Worum geht es bei "The Wandering Village"?

Nach einer Naturkatastrophe suchen die Menschen neue Möglichkeiten des Überlebens, und wir führen einen Stamm an, der ein ungewöhnliches neues Zuhause gefunden hat – nämlich auf dem Rücken eines Fantasiewesens, welches sich "Onbu" nennt.

Das Onbu hat einen eigenen Willen und bewegt sich gemächlich durch die postapokalyptische Welt – daher das Wort "Wandering" im Titel –, schläft zwischendurch und isst hier und da etwas. Währenddessen sehen wir zu, dass wir auf seinem Rücken ein neues Dorf aufbauen und so lange wie möglich überleben, während wir gleichzeitig versuchen, ein gutes Verhältnis zu unserem Wirt zu halten. Das tun wir nicht nur aus Nächstenliebe, sondern auch aus Eigeninteresse – aber mehr dazu später.

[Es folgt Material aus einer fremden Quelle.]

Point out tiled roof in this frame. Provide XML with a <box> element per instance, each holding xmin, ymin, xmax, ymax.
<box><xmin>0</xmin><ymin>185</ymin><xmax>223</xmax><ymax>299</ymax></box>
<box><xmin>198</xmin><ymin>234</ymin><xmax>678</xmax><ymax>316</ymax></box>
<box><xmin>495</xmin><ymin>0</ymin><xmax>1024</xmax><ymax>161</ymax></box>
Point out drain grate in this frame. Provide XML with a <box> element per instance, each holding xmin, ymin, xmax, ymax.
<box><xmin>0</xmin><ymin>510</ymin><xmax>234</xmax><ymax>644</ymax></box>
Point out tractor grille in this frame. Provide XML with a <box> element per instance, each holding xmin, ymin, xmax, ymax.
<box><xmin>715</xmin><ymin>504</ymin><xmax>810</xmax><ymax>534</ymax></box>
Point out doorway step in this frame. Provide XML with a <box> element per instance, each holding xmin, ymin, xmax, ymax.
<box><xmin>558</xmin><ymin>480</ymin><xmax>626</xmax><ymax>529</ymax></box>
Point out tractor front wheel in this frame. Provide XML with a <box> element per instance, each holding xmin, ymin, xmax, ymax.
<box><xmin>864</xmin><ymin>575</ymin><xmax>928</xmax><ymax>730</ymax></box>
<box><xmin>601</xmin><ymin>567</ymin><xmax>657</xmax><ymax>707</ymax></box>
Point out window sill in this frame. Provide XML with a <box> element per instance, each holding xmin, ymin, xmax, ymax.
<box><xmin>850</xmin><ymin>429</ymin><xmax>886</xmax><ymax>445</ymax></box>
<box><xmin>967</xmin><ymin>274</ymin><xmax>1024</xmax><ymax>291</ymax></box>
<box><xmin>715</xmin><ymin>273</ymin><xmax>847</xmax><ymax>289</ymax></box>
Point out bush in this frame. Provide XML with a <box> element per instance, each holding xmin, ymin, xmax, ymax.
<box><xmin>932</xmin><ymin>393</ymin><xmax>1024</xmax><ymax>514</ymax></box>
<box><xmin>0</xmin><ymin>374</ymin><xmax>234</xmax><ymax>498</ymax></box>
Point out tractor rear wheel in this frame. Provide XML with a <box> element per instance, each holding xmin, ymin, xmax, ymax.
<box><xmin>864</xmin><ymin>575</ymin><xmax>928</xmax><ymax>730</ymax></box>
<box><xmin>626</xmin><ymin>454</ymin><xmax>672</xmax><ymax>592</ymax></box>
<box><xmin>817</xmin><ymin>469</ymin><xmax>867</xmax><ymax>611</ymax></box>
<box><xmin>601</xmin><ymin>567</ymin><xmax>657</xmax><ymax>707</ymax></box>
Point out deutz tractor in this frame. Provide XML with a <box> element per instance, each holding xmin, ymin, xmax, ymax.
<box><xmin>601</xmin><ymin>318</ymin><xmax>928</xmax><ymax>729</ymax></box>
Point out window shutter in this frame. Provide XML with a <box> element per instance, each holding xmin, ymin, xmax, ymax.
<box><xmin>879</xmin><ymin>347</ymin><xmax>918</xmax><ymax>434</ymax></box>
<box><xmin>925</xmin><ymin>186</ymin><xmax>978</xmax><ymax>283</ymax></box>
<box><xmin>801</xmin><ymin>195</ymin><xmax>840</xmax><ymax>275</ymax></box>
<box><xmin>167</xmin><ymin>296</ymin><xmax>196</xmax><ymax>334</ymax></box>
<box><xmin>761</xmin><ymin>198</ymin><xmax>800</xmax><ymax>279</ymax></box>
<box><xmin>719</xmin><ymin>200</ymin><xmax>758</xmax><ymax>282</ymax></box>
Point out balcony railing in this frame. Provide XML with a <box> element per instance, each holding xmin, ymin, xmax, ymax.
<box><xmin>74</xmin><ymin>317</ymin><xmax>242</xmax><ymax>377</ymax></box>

Grafik und Sound wie in einem Anime

Während vergangener Gaming-Events hatte The Wandering Village stets für Aufsehen gesorgt. Und das lag nicht nur am ausgefallenen Setting, sondern auch an der Grafik, derer sich das kleine Indie-Team bedient. Denn diese bemüht sich gar nicht erst um Fotorealismus, sondern orientiert sich viel mehr an den Animefilmen des legendären Studio Ghibli ("Mein Nachbar Totoro", "Prinzessin Mononoke"), wie auch im nachfolgenden Trailer unschwer zu erkennen ist.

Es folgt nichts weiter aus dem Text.